Doğru söylüyor fakat bunlar da yine Darwinist kökenden olan adamlar. Yani Darwinizm'in etkisiyle o hale geliyorlar. Darwinizm’i, materyalizmi ezersek onlar da ortada kalmaz. Yani biz tamam külli anlamda ezdik. Nereden anlıyoruz? Artık basın “halka bulundu, simit bulundu” diye beş yıldan beri bahsetmiyor. Yani İstop Zekai havasındalar. Konu kapandı. Ama yine de insanlar arasında gizlice etkili oluyorlar. Ama üst düzeyde bitti. Onu bitirdik elhamdülillah dünya çapında. Eğer biz olmasaydık sağın iktidar olması diye bir konu asla olmazdı. Bazı tipler var gevrek sesiyle, gevrek üslubuyla AK Parti'yi iktidar ettiğini zannediyor böyle bir şey yok. Tayyip Hocam’ın iyi niyeti, samimiyeti, dürüstlüğü bizlerin de çok iyi zemin hazırlıyor olmamız meseleyi halletti. AK Parti'yi AK Parti yapan aslında işin doğrusu tek başına Tayyip Hoca’dır. Doğrusu bu, lamı cimi yok. AK Parti'yi AK Parti yapan odur o kadar, bizzat şahsı. Ve bizim felsefi zemini tam oturmamız AK Parti karşısında hiçbir fikri sistem bırakmamamız. Bu kadar olay budur.

 

(Ahmet Hakan, Doğan medyanın satılması konusunda şunları yazmış: “Soru: Neler oluyor? Cevap: Hayırlısı be gülüm. Soru: Bu süreçte neyi öğrendin? Cevap: Zaten biliyordum da bir kez daha fark ettim: İnsan denilen varlık gerçekten aşırı kıskanç, hakikaten aşırı intikamcı, fevkalade kötü ve fevkalade tamahkâr.”)

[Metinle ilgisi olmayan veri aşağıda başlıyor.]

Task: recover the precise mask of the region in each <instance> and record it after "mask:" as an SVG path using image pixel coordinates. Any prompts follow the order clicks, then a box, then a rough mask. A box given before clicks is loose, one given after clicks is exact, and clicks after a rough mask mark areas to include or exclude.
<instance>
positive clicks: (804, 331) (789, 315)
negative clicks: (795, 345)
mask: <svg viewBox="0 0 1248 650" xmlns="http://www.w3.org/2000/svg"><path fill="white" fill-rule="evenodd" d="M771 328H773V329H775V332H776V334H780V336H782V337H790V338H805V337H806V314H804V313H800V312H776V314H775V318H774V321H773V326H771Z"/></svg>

Ahmet Hakan sözü dinlenen bir insan. Nerede yazsa sözü söylenir, dinlenir. Çünkü makul konuşabilen birisi, dengeli tutarlı birisi. Dolayısıyla bir şey değişmez. Bir de Hürriyet'in kadrosunun değişeceğini zannetmiyorum. Yani belki böyle entel dantel havada uçan tipler var onlar gidebilir ama Ahmet Hakan biraz zor. Ama tabii ahlaksız, alçak insanlar, sevgisiz, merhametsiz, kahpe tiynetli insanlar Ahmet Hakan sevgiyi savunduğu için, dürüstlüğü savunduğu için ona tahammül edemiyor olabilirler. Ayağını kaydırmak isteyebilirler. O yüzden de yeni yönetime baskı yapıp ona kötülük yapmak istiyor olabilirler. Çünkü yalnız bir delikanlı o. Ama şu ana kadar Allah ona imkan verdiğine göre Allah'a güvenmeye devam etsin. Ama hakikaten onu kıskanan alçaklar, ahlaksız, soysuz insanlar oluyor. Hayır eleştirebilir, yanlış diyebilir o ayrı. Ama haset etmek, kıskanmak, ezmeye kalkmak, yok etmeye kalkmak kahpeliktir. Yoksa fikirlerini eleştireceksin. Tabii eleştirirsin. Nezaketiyle eleştirirsin onda bir şey yok.

 

(Bugün çok sevdiğimiz üstadımız Said Nursi Hazretleri’nin vefatının 58. Yıldönümü. Üstadımız 1878 yılında Bitlis Vilayeti’ne bağlı Nurs köyünde doğdu. Kendisi 15 yaşında bir medrese öğrencisiyken Bediüzzaman yani Çağının Eşsiz Güzelliği lakabı hocası tarafından verildi. Bütün hayatı çile içinde geçti. Haksız iddialar ve iftiralarla defalarca tutuklandı, sürgün edildi, bir odada gözetim altında tutuldu. 23 defa zehirleyerek şehit etme teşebbüsünden bulunuldu. Ancak tüm bu zulümler yaşanırken Bediüzzaman dünya tarihinin en değerli eserlerinden biri olan Risaleleri yazdı.)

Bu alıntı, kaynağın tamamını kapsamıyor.